Mrs Girdwood and her daughters having returned home, in a most uneasy state of mind on the lassie’s account, the deacon himself came over to me, to consult what he ought to do as the head of a family. But I advised him to wait till Jeanie cast up, which was the next morning. Where she had been, and who she was with, could never be delved out of her; but the deacon brought her to the clerk’s chamber, before Bailie Kittlewit, who was that day acting magistrate, and he sentenced her to be dismissed from her servitude with no more than the wage she had actually earned. The lassie was conscious of the ill turn she had played, and would have submitted in modesty; but one of the writers’ clerks, an impudent whipper-snapper, that had more to say with her than I need to say, bade her protest and appeal against the interlocutor, which the daring gipsy, so egged on, actually did, and the appeal next court day came before me. Whereupon, I, knowing the outs and ins of the case, decerned that she should be fined five shillings to the poor of the parish, and ordained to go back to Mrs Girdwood’s, and there stay out the term of her servitude, or failing by refusal so to do, to be sent to prison, and put to hard labour for the remainder of the term.
Every body present, on hearing the circumstances, thought this a most judicious and lenient sentence; but so thought not the other servant lasses of the town; for in the evening, as I was going home, thinking no harm, on passing the Cross-well, where a vast congregation of them were assembled with their stoups discoursing the news of the day, they opened on me like a pack of hounds at a tod, and I verily believed they would have mobbed me had I not made the best of my way home.

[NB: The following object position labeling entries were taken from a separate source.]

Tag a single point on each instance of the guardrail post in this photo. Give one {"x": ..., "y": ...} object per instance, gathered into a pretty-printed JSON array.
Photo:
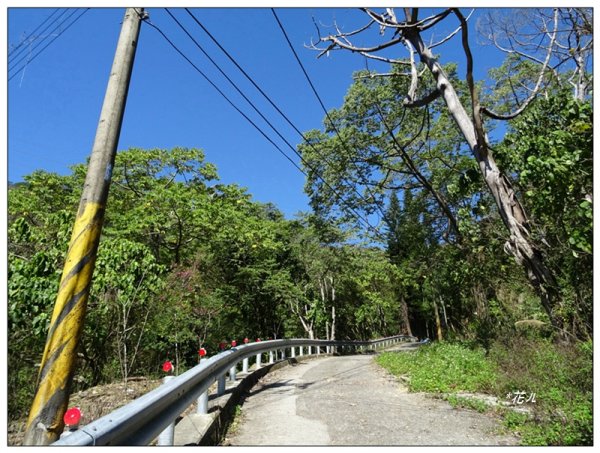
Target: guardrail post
[
  {"x": 221, "y": 385},
  {"x": 202, "y": 401},
  {"x": 167, "y": 437}
]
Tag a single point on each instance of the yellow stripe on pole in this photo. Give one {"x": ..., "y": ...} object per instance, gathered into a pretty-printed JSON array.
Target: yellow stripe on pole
[{"x": 67, "y": 319}]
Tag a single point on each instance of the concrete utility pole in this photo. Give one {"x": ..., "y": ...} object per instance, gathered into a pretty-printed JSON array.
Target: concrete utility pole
[{"x": 51, "y": 399}]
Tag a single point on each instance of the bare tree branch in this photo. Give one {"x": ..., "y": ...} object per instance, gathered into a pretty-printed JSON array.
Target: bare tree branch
[{"x": 538, "y": 84}]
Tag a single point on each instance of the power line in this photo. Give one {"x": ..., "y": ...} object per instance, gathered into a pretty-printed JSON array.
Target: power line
[
  {"x": 355, "y": 214},
  {"x": 222, "y": 93},
  {"x": 43, "y": 38},
  {"x": 53, "y": 39},
  {"x": 363, "y": 180},
  {"x": 275, "y": 107},
  {"x": 11, "y": 53}
]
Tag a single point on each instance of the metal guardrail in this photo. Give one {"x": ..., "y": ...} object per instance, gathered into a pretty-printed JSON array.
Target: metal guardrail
[{"x": 142, "y": 420}]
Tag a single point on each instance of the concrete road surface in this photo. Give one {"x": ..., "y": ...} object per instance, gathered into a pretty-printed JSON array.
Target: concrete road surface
[{"x": 350, "y": 400}]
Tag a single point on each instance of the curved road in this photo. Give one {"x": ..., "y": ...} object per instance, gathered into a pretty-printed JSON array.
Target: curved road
[{"x": 350, "y": 400}]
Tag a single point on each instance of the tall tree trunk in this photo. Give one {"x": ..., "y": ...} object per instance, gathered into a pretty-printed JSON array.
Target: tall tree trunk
[{"x": 519, "y": 244}]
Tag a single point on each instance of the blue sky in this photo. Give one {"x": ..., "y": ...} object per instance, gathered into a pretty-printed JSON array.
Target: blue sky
[{"x": 54, "y": 103}]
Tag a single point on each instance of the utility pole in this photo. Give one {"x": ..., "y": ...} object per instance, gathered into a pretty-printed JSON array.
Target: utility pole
[{"x": 57, "y": 369}]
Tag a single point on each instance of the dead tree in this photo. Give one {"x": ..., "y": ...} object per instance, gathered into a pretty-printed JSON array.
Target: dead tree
[{"x": 408, "y": 32}]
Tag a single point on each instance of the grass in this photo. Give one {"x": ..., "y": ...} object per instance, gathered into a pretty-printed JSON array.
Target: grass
[{"x": 561, "y": 378}]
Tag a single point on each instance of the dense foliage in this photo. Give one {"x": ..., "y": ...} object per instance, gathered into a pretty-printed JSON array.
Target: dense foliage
[
  {"x": 187, "y": 262},
  {"x": 184, "y": 262}
]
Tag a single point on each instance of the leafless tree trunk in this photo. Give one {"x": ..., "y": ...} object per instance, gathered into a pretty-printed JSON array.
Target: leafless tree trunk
[{"x": 408, "y": 32}]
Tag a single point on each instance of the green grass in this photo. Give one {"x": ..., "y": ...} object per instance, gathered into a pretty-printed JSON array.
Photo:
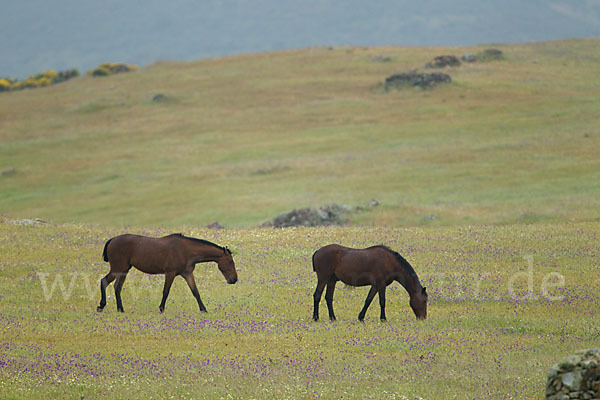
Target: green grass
[
  {"x": 509, "y": 141},
  {"x": 488, "y": 186},
  {"x": 489, "y": 334}
]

My wife had been at the window when the hobleshow began, and was just like to die of diversion at seeing me so set upon by the tinklers; and when I entered the dining-room she said, “Really, Mr Pawkie, ye’re a gallant man, to be so weel in the good graces of the ladies.” But although I have often since had many a good laugh at the sport, I was not overly pleased with Mrs Pawkie at the time – particularly as the matter between the deacon’s wife and Jeanie did not end with my interlocutor. For the latheron’s friend in the court having discovered that I had not decerned she was to do any work to Mrs Girdwood, but only to stay out her term, advised her to do nothing when she went back but go to her bed, which she was bardy enough to do, until my poor friend, the deacon, in order to get a quiet riddance of her, was glad to pay her full fee, and board wages for the remainder of her time. This was the same Jeanie Tirlet that was transported for some misdemeanour, after making both Glasgow and Edinburgh owre het to hold her.